“It’s a bit of a mixed bag,” says Sharon, one of the minor characters in Woody Allen’s latest film Blue Jasmine as she describes the guests at a party.
While it may have appeared to be an unremarkable comment, I thought it was an apt description of the disparate people who are thrown together by circumstance. In the opening scenes we meet the beautiful, glamorous but intensely troubled Jasmine, played by Cate Blanchett who spends the entire flight from New York to San Francisco talking non-stop to a fellow passenger.
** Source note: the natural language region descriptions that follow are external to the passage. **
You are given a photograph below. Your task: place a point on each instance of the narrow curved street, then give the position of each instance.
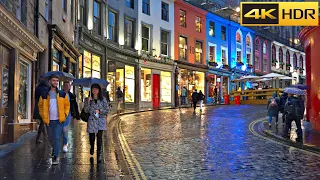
(214, 144)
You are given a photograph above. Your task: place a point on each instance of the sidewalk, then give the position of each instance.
(311, 139)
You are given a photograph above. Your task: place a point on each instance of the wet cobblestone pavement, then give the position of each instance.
(214, 144)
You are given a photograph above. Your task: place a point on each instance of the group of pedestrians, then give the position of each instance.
(56, 108)
(292, 108)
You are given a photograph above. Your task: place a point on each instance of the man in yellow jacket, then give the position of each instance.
(54, 108)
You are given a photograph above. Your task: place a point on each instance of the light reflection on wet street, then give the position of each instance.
(214, 144)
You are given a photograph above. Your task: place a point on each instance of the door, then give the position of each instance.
(4, 91)
(156, 90)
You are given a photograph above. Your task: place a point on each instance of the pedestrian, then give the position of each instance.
(195, 99)
(97, 106)
(42, 87)
(273, 108)
(119, 98)
(201, 97)
(54, 108)
(73, 113)
(282, 103)
(183, 95)
(293, 112)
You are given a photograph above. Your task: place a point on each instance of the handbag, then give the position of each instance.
(84, 116)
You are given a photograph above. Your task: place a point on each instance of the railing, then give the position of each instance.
(255, 96)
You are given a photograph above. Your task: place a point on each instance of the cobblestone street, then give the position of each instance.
(214, 144)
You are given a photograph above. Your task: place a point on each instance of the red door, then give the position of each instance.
(156, 90)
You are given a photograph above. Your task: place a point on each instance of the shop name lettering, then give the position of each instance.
(92, 45)
(121, 56)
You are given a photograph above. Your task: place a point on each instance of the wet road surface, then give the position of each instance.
(214, 144)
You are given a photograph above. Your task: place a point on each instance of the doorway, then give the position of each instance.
(156, 90)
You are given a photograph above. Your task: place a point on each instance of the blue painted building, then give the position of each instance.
(227, 44)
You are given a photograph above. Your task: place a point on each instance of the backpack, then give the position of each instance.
(273, 103)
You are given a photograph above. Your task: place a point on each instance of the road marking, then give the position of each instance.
(128, 153)
(253, 123)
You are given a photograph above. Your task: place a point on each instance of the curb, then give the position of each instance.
(288, 141)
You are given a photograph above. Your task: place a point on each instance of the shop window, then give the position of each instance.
(223, 33)
(183, 47)
(24, 89)
(164, 11)
(129, 84)
(211, 29)
(146, 7)
(128, 25)
(164, 42)
(198, 52)
(145, 38)
(198, 24)
(165, 87)
(96, 17)
(183, 18)
(112, 26)
(145, 84)
(212, 55)
(130, 3)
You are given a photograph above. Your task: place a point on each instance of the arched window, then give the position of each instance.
(274, 59)
(295, 63)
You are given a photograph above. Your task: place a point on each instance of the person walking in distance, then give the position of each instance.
(54, 108)
(73, 113)
(97, 106)
(195, 99)
(201, 97)
(42, 87)
(119, 98)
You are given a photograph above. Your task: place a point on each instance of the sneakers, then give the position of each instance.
(55, 160)
(65, 148)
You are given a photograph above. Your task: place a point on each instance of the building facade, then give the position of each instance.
(190, 49)
(18, 55)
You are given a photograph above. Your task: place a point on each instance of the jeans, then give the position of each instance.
(270, 119)
(55, 132)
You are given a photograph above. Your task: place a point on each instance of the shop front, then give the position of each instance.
(123, 72)
(18, 53)
(92, 61)
(156, 82)
(190, 77)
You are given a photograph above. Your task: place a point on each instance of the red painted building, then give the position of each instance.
(310, 37)
(190, 49)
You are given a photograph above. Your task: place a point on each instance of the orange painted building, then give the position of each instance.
(190, 50)
(310, 37)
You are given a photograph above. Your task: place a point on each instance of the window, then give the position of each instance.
(145, 84)
(164, 42)
(212, 53)
(264, 48)
(223, 33)
(183, 47)
(198, 24)
(165, 11)
(165, 87)
(128, 26)
(183, 18)
(96, 17)
(145, 38)
(198, 52)
(211, 29)
(83, 17)
(64, 5)
(130, 3)
(224, 59)
(112, 26)
(146, 7)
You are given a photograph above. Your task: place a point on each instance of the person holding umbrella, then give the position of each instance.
(97, 106)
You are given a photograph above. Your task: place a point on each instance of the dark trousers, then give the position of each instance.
(92, 137)
(42, 130)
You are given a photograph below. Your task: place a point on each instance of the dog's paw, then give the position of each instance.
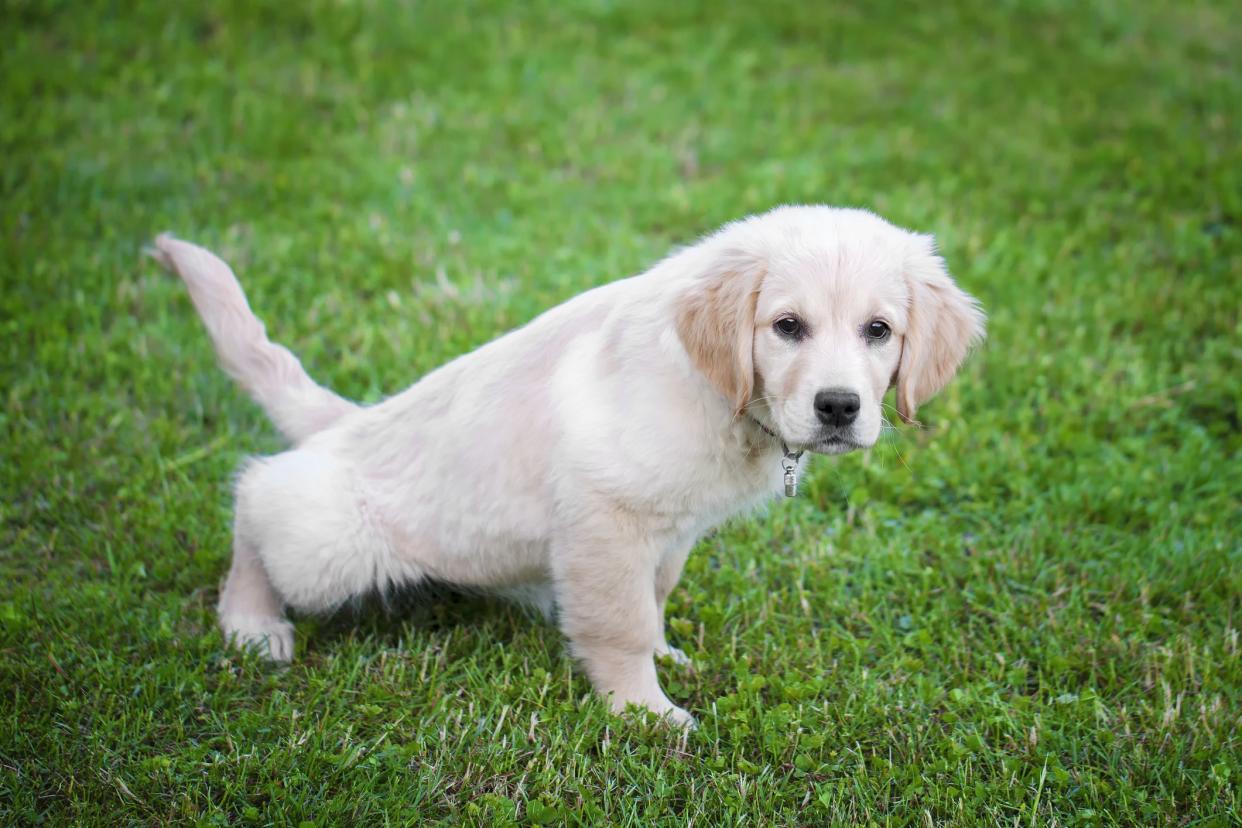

Carrying her Louis Vuitton luggage, she turns up at her adopted sister’s flat after discovering her rich husband Hal (Alec Baldwin) was an adulterous crook.
Jasmine, whose real name is Jeanette, has followed a very different path from her sister Ginger (Sally Hawkins) who works in a grocery store, has two children and a string of rough-and-ready but generally kind-hearted boyfriends. Using a series of flashbacks, we see that Jasmine always looked down on her sister, while seemingly turning a blind eye to her husband’s dodgy deals in return for the lavish lifestyle she believes she deserves. Clutching a bottle of pills and bearing an uncanny resemblance to the protagonist in Bob Dylan’s Like a Rolling Stone, Blanchett’s depiction of Jasmine’s descent into depression and alcoholism is suitably gut-wrenching.
Like its characters, the film is not always perfect; it trundles along in places and it was difficult to muster up much sympathy for Jasmine, who continues to view Ginger with disdain despite her generosity and sweet nature. At the same time, there are some genuinely touching moments and in one scene when Jasmine is babysitting Ginger’s two boys we see a much more ‘human’ side to her as she speaks candidly for the first time about her break-down and the pills she has to take.
Blue Jasmine continues at Broadway Cinema this week.